Regulation alone is, however, not enough to strengthen the Single Market for digital services and foster innovation and competitiveness of the European online environment. New policy measures require affected companies to adapt. And, ironically enough, the more comprehensive and thus complicated regulation becomes, the more it favours the big players and their capacity to adjust.
There are also indications that GDPR, as welcome as it is, is largely beneficial to big platforms that are quickly able to adjust to the new reality. In this light, one needs to carefully evaluate whether a new regulation is really needed. The issue of market dominance is of course not only an issue in the digital world: in any market, regulators must prevent the establishment of monopolies or oligopolies that hinder new players from entering the market. Hence, to address market dominance of digital platforms, existing approaches of breaking up these platforms could also be considered. This, of course, requires a clear definition of digital markets and digital market dominance.
Regulation and innovation do not necessarily go hand in hand. Innovation is often about challenging and disrupting the status quo, including exiting business models as well as existing regulation. Regulation should be carefully constructed in order to stimulate innovation by focussing on the transition to the target, rather than regulating the current state. Obviously, this requires a thorough understanding of what the target constitutes.

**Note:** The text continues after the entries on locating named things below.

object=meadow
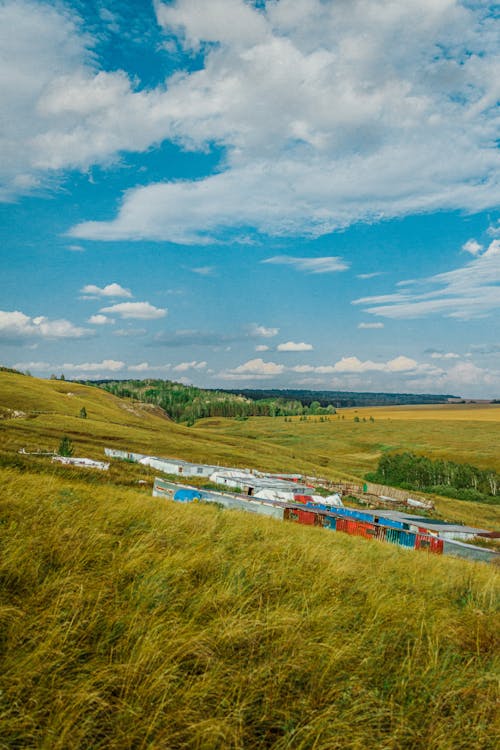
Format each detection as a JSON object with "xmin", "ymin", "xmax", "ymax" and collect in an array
[
  {"xmin": 0, "ymin": 373, "xmax": 500, "ymax": 750},
  {"xmin": 0, "ymin": 468, "xmax": 500, "ymax": 750}
]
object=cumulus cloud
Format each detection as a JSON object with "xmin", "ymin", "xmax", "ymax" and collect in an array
[
  {"xmin": 88, "ymin": 314, "xmax": 115, "ymax": 326},
  {"xmin": 151, "ymin": 323, "xmax": 279, "ymax": 347},
  {"xmin": 462, "ymin": 240, "xmax": 483, "ymax": 255},
  {"xmin": 276, "ymin": 341, "xmax": 314, "ymax": 352},
  {"xmin": 218, "ymin": 357, "xmax": 285, "ymax": 381},
  {"xmin": 80, "ymin": 283, "xmax": 133, "ymax": 298},
  {"xmin": 0, "ymin": 310, "xmax": 93, "ymax": 343},
  {"xmin": 246, "ymin": 323, "xmax": 280, "ymax": 339},
  {"xmin": 100, "ymin": 302, "xmax": 168, "ymax": 320},
  {"xmin": 173, "ymin": 360, "xmax": 207, "ymax": 372},
  {"xmin": 261, "ymin": 255, "xmax": 350, "ymax": 273},
  {"xmin": 431, "ymin": 352, "xmax": 460, "ymax": 359},
  {"xmin": 16, "ymin": 359, "xmax": 126, "ymax": 373},
  {"xmin": 0, "ymin": 0, "xmax": 500, "ymax": 247},
  {"xmin": 353, "ymin": 239, "xmax": 500, "ymax": 320},
  {"xmin": 68, "ymin": 0, "xmax": 500, "ymax": 243}
]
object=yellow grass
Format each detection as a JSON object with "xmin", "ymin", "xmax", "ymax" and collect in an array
[
  {"xmin": 339, "ymin": 404, "xmax": 500, "ymax": 423},
  {"xmin": 0, "ymin": 372, "xmax": 500, "ymax": 528},
  {"xmin": 0, "ymin": 469, "xmax": 500, "ymax": 750}
]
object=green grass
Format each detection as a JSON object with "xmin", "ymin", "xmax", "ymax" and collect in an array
[
  {"xmin": 0, "ymin": 372, "xmax": 500, "ymax": 528},
  {"xmin": 0, "ymin": 373, "xmax": 500, "ymax": 750},
  {"xmin": 0, "ymin": 469, "xmax": 500, "ymax": 750}
]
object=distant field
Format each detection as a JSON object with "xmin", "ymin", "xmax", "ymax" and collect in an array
[
  {"xmin": 196, "ymin": 404, "xmax": 500, "ymax": 476},
  {"xmin": 0, "ymin": 372, "xmax": 500, "ymax": 750},
  {"xmin": 339, "ymin": 404, "xmax": 500, "ymax": 422},
  {"xmin": 0, "ymin": 464, "xmax": 499, "ymax": 750}
]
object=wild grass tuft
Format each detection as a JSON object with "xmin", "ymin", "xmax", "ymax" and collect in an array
[{"xmin": 0, "ymin": 468, "xmax": 500, "ymax": 750}]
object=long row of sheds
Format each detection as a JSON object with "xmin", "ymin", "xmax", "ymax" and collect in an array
[
  {"xmin": 105, "ymin": 448, "xmax": 342, "ymax": 507},
  {"xmin": 153, "ymin": 477, "xmax": 500, "ymax": 563}
]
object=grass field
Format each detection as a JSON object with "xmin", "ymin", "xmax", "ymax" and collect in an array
[
  {"xmin": 0, "ymin": 372, "xmax": 500, "ymax": 750},
  {"xmin": 0, "ymin": 372, "xmax": 500, "ymax": 528},
  {"xmin": 0, "ymin": 468, "xmax": 500, "ymax": 750}
]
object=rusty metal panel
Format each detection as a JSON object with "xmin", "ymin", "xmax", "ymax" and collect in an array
[
  {"xmin": 317, "ymin": 513, "xmax": 337, "ymax": 531},
  {"xmin": 415, "ymin": 534, "xmax": 444, "ymax": 555},
  {"xmin": 297, "ymin": 510, "xmax": 317, "ymax": 526}
]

In the case of strengthening digital Europe, this brings us to the aspect of word-class European digital players. Regulation is only one element in building a strong digital Europe. Looking at the main actors in the digital sector, unfortunately we observe that there is underrepresentation of European players. Especially during the last decade, the European position in digital was weakened by new actors from outside Europe entering the market and taking leading positions.

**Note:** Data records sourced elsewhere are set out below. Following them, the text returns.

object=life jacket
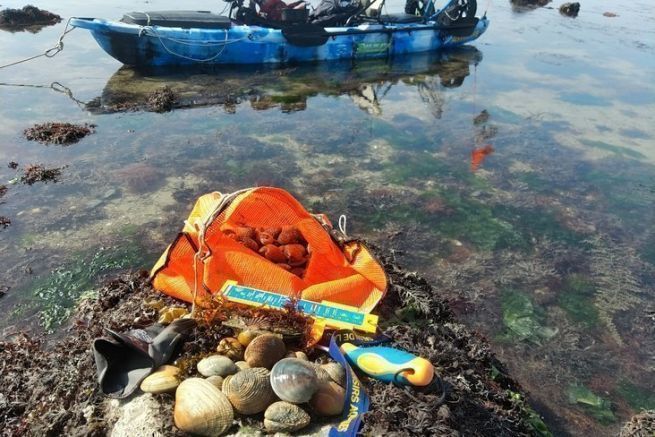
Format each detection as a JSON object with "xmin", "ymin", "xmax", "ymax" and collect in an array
[{"xmin": 151, "ymin": 187, "xmax": 387, "ymax": 313}]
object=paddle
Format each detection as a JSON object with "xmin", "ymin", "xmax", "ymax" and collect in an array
[
  {"xmin": 282, "ymin": 17, "xmax": 479, "ymax": 47},
  {"xmin": 282, "ymin": 24, "xmax": 330, "ymax": 47}
]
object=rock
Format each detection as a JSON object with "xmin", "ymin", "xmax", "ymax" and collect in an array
[
  {"xmin": 559, "ymin": 2, "xmax": 580, "ymax": 17},
  {"xmin": 106, "ymin": 393, "xmax": 168, "ymax": 437},
  {"xmin": 264, "ymin": 401, "xmax": 310, "ymax": 432},
  {"xmin": 619, "ymin": 410, "xmax": 655, "ymax": 437}
]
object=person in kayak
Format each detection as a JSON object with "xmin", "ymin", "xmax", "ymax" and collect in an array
[{"xmin": 255, "ymin": 0, "xmax": 307, "ymax": 21}]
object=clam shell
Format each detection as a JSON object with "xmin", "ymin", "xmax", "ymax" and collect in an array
[
  {"xmin": 320, "ymin": 362, "xmax": 346, "ymax": 387},
  {"xmin": 286, "ymin": 351, "xmax": 309, "ymax": 361},
  {"xmin": 173, "ymin": 378, "xmax": 234, "ymax": 436},
  {"xmin": 198, "ymin": 355, "xmax": 239, "ymax": 376},
  {"xmin": 205, "ymin": 375, "xmax": 224, "ymax": 390},
  {"xmin": 216, "ymin": 337, "xmax": 245, "ymax": 361},
  {"xmin": 140, "ymin": 366, "xmax": 180, "ymax": 394},
  {"xmin": 264, "ymin": 401, "xmax": 310, "ymax": 432},
  {"xmin": 271, "ymin": 358, "xmax": 319, "ymax": 404},
  {"xmin": 309, "ymin": 382, "xmax": 346, "ymax": 416},
  {"xmin": 223, "ymin": 367, "xmax": 276, "ymax": 414},
  {"xmin": 234, "ymin": 361, "xmax": 250, "ymax": 370},
  {"xmin": 237, "ymin": 329, "xmax": 265, "ymax": 347},
  {"xmin": 243, "ymin": 334, "xmax": 287, "ymax": 369}
]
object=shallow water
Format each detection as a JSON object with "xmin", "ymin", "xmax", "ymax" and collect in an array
[{"xmin": 0, "ymin": 0, "xmax": 655, "ymax": 435}]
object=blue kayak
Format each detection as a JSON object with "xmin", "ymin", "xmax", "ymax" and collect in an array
[{"xmin": 70, "ymin": 0, "xmax": 489, "ymax": 67}]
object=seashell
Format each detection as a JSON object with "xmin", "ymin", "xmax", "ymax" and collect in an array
[
  {"xmin": 237, "ymin": 329, "xmax": 266, "ymax": 347},
  {"xmin": 319, "ymin": 362, "xmax": 346, "ymax": 387},
  {"xmin": 285, "ymin": 351, "xmax": 309, "ymax": 361},
  {"xmin": 282, "ymin": 244, "xmax": 307, "ymax": 266},
  {"xmin": 223, "ymin": 367, "xmax": 276, "ymax": 414},
  {"xmin": 271, "ymin": 358, "xmax": 319, "ymax": 404},
  {"xmin": 312, "ymin": 363, "xmax": 332, "ymax": 383},
  {"xmin": 309, "ymin": 382, "xmax": 346, "ymax": 416},
  {"xmin": 198, "ymin": 355, "xmax": 239, "ymax": 376},
  {"xmin": 264, "ymin": 401, "xmax": 311, "ymax": 432},
  {"xmin": 234, "ymin": 361, "xmax": 250, "ymax": 370},
  {"xmin": 259, "ymin": 244, "xmax": 287, "ymax": 263},
  {"xmin": 257, "ymin": 231, "xmax": 277, "ymax": 246},
  {"xmin": 243, "ymin": 334, "xmax": 287, "ymax": 369},
  {"xmin": 277, "ymin": 226, "xmax": 304, "ymax": 246},
  {"xmin": 205, "ymin": 375, "xmax": 224, "ymax": 390},
  {"xmin": 237, "ymin": 237, "xmax": 259, "ymax": 252},
  {"xmin": 173, "ymin": 378, "xmax": 234, "ymax": 436},
  {"xmin": 234, "ymin": 226, "xmax": 257, "ymax": 240},
  {"xmin": 216, "ymin": 337, "xmax": 245, "ymax": 361},
  {"xmin": 140, "ymin": 365, "xmax": 180, "ymax": 394}
]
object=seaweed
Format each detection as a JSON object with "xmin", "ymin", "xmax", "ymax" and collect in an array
[
  {"xmin": 23, "ymin": 122, "xmax": 96, "ymax": 145},
  {"xmin": 12, "ymin": 246, "xmax": 142, "ymax": 333},
  {"xmin": 499, "ymin": 289, "xmax": 557, "ymax": 344},
  {"xmin": 20, "ymin": 164, "xmax": 64, "ymax": 185},
  {"xmin": 587, "ymin": 235, "xmax": 643, "ymax": 345},
  {"xmin": 558, "ymin": 273, "xmax": 598, "ymax": 328},
  {"xmin": 567, "ymin": 384, "xmax": 617, "ymax": 425},
  {"xmin": 146, "ymin": 85, "xmax": 177, "ymax": 112},
  {"xmin": 616, "ymin": 379, "xmax": 655, "ymax": 411},
  {"xmin": 579, "ymin": 139, "xmax": 647, "ymax": 159},
  {"xmin": 0, "ymin": 249, "xmax": 548, "ymax": 436},
  {"xmin": 492, "ymin": 205, "xmax": 584, "ymax": 248},
  {"xmin": 433, "ymin": 190, "xmax": 529, "ymax": 250}
]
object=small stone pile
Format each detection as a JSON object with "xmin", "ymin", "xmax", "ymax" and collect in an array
[{"xmin": 141, "ymin": 330, "xmax": 346, "ymax": 435}]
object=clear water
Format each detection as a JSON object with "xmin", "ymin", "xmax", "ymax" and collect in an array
[{"xmin": 0, "ymin": 0, "xmax": 655, "ymax": 435}]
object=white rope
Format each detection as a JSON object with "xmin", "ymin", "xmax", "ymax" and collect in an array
[
  {"xmin": 0, "ymin": 18, "xmax": 75, "ymax": 69},
  {"xmin": 139, "ymin": 27, "xmax": 254, "ymax": 62},
  {"xmin": 339, "ymin": 214, "xmax": 348, "ymax": 236}
]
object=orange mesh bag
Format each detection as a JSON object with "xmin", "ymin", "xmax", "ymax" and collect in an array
[{"xmin": 151, "ymin": 187, "xmax": 387, "ymax": 313}]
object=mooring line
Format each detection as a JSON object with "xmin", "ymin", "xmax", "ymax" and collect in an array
[
  {"xmin": 0, "ymin": 82, "xmax": 88, "ymax": 109},
  {"xmin": 0, "ymin": 18, "xmax": 75, "ymax": 69}
]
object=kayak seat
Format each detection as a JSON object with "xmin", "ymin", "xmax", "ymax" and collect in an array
[
  {"xmin": 380, "ymin": 12, "xmax": 423, "ymax": 24},
  {"xmin": 121, "ymin": 11, "xmax": 231, "ymax": 29}
]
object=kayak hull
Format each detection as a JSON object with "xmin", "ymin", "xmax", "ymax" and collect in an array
[{"xmin": 71, "ymin": 17, "xmax": 489, "ymax": 67}]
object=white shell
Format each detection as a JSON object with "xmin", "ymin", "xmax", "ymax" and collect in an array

Therefore, equal if not bigger efforts will be needed to stimulate the creation of European digital champions that are capable to compete with existing dominant players. Although serious progress has been made towards strengthening and streamlining the innovation ecosystems in Europe, significantly more needs to be done when it comes to investment capital, creation of the single European domestic market, investment in digital talent, as well as connecting the European research and innovation communities. All of these are areas where Europe is currently still outperformed by its global competitors.
To strengthen digital Europe, we need a combined approach of regulatory measures and of instruments fostering the establishment of a competitive European digital industry that can build on a sound regulatory framework, establishing a sovereign digital Europe representing our European values like inclusiveness, fairness, and sustainability. This requires makers (European industry) and shapers (European regulators) to work hand in hand in the construction of a strong digital Europe.